Vishal Joshi, CEO of Joy, says to be upfront with your communication to the couple and only do what you are comfortable doing.
“It is best to align on your health and safety preferences and what you feel comfortable with ahead of time, so there aren’t any surprises or misunderstandings when you arrive on the big day,” Joshi says. “Make sure you are on the same page with your clients regarding social distancing, wearing face masks, and any other precautionary actions you and your team plan to take. If you only feel comfortable photographing a private or micro wedding with limited guests, be sure you confirm the guest count with the couple.”
As another way to make sure you are fully prepared for the entire day, go over the shot list with the couple.
“Clarify the types of shots you will and will not be able to take based on your comfort level,” Joshi says. “Shooting photos of the couple, the wedding party, and family portraits can be accomplished while social distancing, while candid shots of the dance floor, for example, may not be possible while social distancing. Ensure you are aligned with the couple on what your photography set list will entail.”
Finally, as another communication point, Joshi says to update your contracts to reflect health and safety protocols you will be following. This protects your business and ensures couples are aware and have agreed to your policy.
Don’t Let Social Distancing Get in Your Way of Telling the Story — and Communicate
“In the end, we need to be mindful of health concerns, and also remember the privilege we have of connecting with our couples and sharing their stories from their most important day.

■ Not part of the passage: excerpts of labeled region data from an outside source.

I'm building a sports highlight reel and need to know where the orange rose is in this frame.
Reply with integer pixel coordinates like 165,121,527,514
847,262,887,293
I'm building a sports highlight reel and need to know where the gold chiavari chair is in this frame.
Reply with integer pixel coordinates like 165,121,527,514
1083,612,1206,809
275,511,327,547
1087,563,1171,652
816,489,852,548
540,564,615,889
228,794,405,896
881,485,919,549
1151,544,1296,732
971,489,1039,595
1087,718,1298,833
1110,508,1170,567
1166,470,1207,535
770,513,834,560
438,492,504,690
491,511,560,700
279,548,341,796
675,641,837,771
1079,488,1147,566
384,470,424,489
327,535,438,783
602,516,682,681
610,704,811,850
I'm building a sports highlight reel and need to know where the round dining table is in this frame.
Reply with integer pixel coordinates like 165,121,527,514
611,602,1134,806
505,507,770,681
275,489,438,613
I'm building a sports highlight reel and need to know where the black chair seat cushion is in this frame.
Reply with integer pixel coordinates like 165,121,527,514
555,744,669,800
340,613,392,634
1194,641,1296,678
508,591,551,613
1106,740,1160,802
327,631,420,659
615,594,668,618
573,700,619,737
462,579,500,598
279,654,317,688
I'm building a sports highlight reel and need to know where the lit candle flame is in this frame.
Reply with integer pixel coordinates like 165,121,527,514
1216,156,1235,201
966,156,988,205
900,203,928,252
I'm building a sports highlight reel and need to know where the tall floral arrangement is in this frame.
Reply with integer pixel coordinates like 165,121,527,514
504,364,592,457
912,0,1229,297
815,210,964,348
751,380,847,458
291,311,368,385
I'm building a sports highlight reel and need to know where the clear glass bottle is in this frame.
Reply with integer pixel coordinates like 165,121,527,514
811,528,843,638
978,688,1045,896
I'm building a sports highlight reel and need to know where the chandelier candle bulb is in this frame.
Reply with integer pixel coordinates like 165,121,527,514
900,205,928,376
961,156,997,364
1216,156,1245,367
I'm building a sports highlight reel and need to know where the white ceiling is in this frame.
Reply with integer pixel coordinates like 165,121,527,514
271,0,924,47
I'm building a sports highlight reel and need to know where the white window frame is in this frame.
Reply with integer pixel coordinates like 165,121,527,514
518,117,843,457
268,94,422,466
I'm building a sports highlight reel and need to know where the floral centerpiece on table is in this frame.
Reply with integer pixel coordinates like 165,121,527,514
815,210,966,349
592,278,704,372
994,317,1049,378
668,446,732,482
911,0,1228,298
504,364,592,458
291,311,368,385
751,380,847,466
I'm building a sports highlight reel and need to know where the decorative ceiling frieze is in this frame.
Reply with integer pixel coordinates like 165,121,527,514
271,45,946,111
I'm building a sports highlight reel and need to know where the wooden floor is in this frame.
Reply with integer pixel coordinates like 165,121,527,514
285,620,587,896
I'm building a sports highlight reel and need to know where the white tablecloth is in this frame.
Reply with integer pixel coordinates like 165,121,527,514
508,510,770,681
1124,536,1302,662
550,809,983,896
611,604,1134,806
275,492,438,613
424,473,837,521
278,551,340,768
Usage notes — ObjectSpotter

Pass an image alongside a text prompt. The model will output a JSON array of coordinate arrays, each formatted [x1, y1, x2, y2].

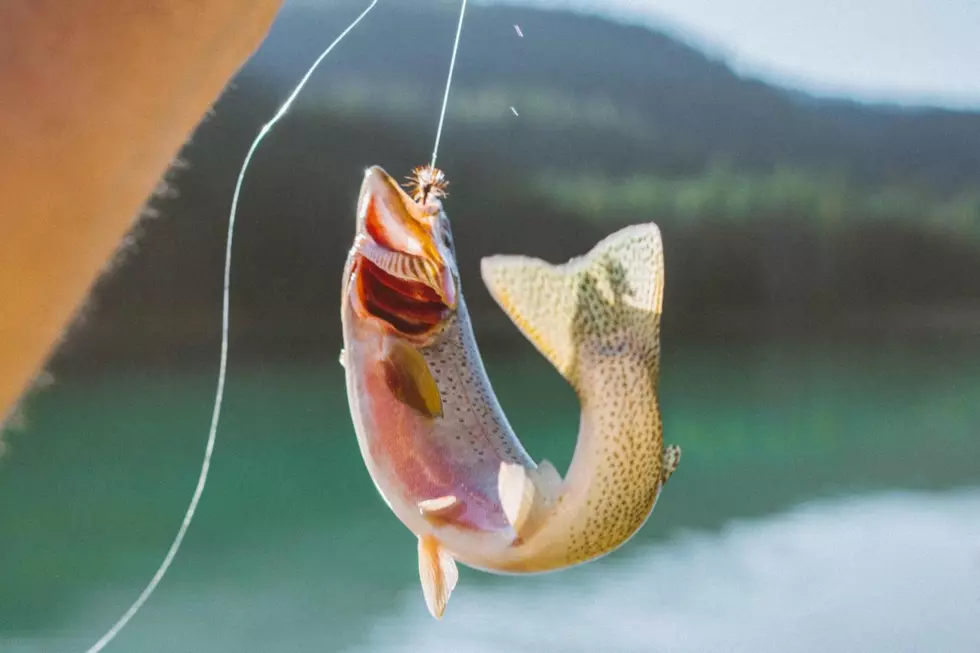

Don’t let social distancing get in the way of our ability to tell stories and to be present for our couples’ authentic and personal moments.”
That advice is from Bob Kniley, a wedding photographer in Rochester, NY. Kniley also says to communicate with couples before the wedding to show you care, that you’re thinking about them, and being proactive about keeping everyone safe.
“Ask [couples] questions about what their expectations are regarding masks and physical contact, and especially ask if any guests are especially at risk (grandparents, etc.).”
Here’s Kniley’s advice to photographers to prepare for working safely:
- Have hand sanitizer ready in the car and in your camera bag for when you need it.
- Figure out how you can wash your hands before you eat and drink, even on a busy wedding day.
- Make sure to connect with your couples ahead of time to see what their social distancing standards and expectations are.
- Be aware of your equipment when you come home; keep kids and pets away from anything that was potentially exposed to the virus when you were out.
Sanitize Equipment, Stay Distant, and Again, Communicate
Cleanliness of equipment has never been more in style. And communication should be prioritized by every wedding photographer.
That’s the takeaway of the advice of Joshua Gabrielson, owner of Wedding Photographer and Films. He says his team is taking measures to help keep staff and equipment clean for each wedding.
“Our gear is also being sanitized for each wedding with the use of an ultraviolet light system for an hour, he says. “All lenses, camera bodies, flashes, cases, and remaining gear are being treated with an hour of ultraviolet light.”
Gabrielson says in addition to cleaning equipment, his team is wearing masks throughout the day and using hand sanitizer every hour of the day they are on location. His team is also communicating effectively with couples.
“Before each wedding, we are communicating with the couples in an email stating what we are doing, what to expect during the wedding day with our precautions and procedures, so they will know and understand what we are doing in the process,” Gabrielson adds. “Most couples have been pleased to know that we’re going the extra mile to keep them safe as possible with our safety measures.”
If there’s at least one thing we learned from experts, it’s that communicating to your couples is the most essential action you can take when navigating the pandemic and after, when the time comes that our world goes back to some kind of normal. While weddings as we know them are changing, one thing will always remain: the importance of capturing a couple’s most special day in their lives through photography.